O menino que catava nuvens



         Desde sempre, o pequeno perdia-se mirando o céu, imaginando formas nas nuvens. Tanta nuvem, que perfeição. Bicho, gente. Numa dessas, apareceu um tigre-de-bengala, presas gigantescas, perseguindo uma lebrinha inocente, pega-não-pega sem fim, e nunca se viram garras tão sanguinárias. Quando deu de montar no dragão algodoado, o céu transformou-se em tela de cinema. Já viu nuvem tão grande, de não se ter quase nada do azul, que preferiu nem arriscar forma qualquer. Tapete, parecia tapete, ou rabo de gato persa. 
            Finalzinho de tarde, vermelho de dar gosto, e ele lá, catando nuvens com um galho encantado de carrapateira. Mas, como por encanto, o céu virou clareira. Nuvem mesmo, só uma, miúda demais, disforme, mais parecia investigar quem de baixo insistia na vigília. O menino, um tanto chateado, jogou de lado o galho, que encanto já não tinha, esperançoso de um céu diferente no dia seguinte. 

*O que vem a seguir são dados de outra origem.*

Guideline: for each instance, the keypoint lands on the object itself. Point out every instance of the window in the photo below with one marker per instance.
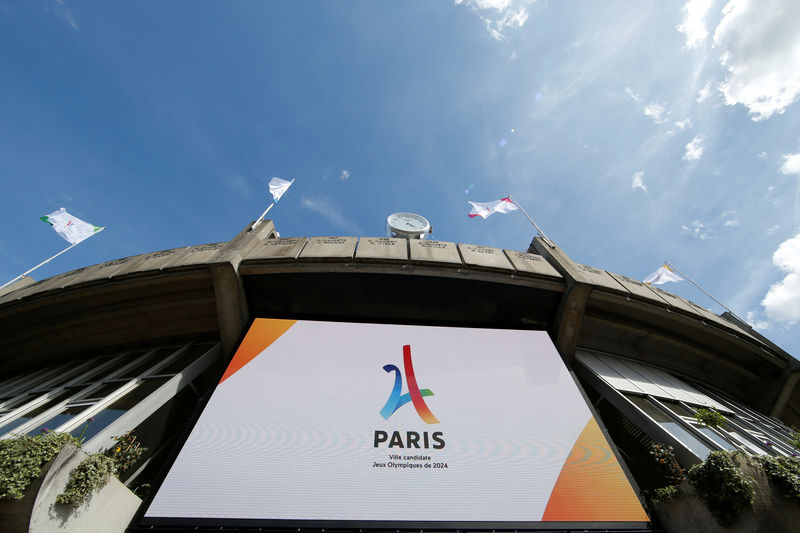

            Demorou até a tardinha do outro dia espreguiçar-se nas horas. O céu estava com cheiro de nuvem. Correu o molequinho para o quintal, sem galho, sem nada, só a vontade de imaginar quais desenhos estariam ali suspensos. E nada. O céu não passava de uma imensidão azul, uma abóbada fria, um tecido sem pintura. Apenas uma nuvenzinha passeava por ali, despretensiosa, nanica, sem graça. Dessa vez, o menino demorou-se um pouco, tentou dar forma àquela nuvem. Cachorrinho poodle. Bicho-da-seda. Bobagens. Onde estavam os tigres e os dragões?  Tentaria novamente no outro dia. 

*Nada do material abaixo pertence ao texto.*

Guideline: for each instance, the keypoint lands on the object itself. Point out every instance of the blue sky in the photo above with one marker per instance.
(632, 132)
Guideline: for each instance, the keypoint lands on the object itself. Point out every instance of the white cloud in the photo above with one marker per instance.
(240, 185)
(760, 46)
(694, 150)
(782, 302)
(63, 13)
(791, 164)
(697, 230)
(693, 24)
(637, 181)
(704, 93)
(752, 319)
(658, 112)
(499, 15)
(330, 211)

            Mais uma tarde de puro azulado no céu. O menino chegou a pensar que as nuvens deram de fazer greve. Menos ela, a nuvenzinha, que descrevia, como passeasse, seu caminho sem pressa. Nuvem besta. Pequena, teimosa. Esticando-se toda, até parecia um sorriso, desses de canto de boca. Nuvem preguiçosa. Se ao menos desse de ser mais ligeira, poderia ser a primeira bala disparada no campo de batalha. Nem isso. Se fosse um pouco maior, poderia ser jipe, dos de guerra. Mas era nuvem atarracada, baratinha albina. 
             Mais uma tarde, e o menino desabou para o quintal. Agora o céu já não mais espantava por seu deserto. Nuvens havia, e muitas, de todas as espécies. Ele alegrou-se. Mas, mirando a imensidão, deu por falta de algo. Correndo vista de ponta a ponta, viu que a nuvenzinha de todas as tardes não mais por ali estava. Nuvenzinha besta. Parecia barba de avô. Nuvenzinha que podia ter feito greve, como as suas companheiras, mas decidiu riscar céu, sem medo. E o menino, que por dias sentiu falta das grandes nuvens e seus mirabolantes desenhos, guardou o mistério da ausência de uma nuvenzinha sem forma. Outros dias, o menino estaria pelo quintal catando nuvens. Mas antes de qualquer coisa, como por hábito, perscrutaria o céu de ponta a ponta à procura daquela nuvenzinha, tão pequena perto das outras, tão besta. Tão maior agora do que o próprio firmamento.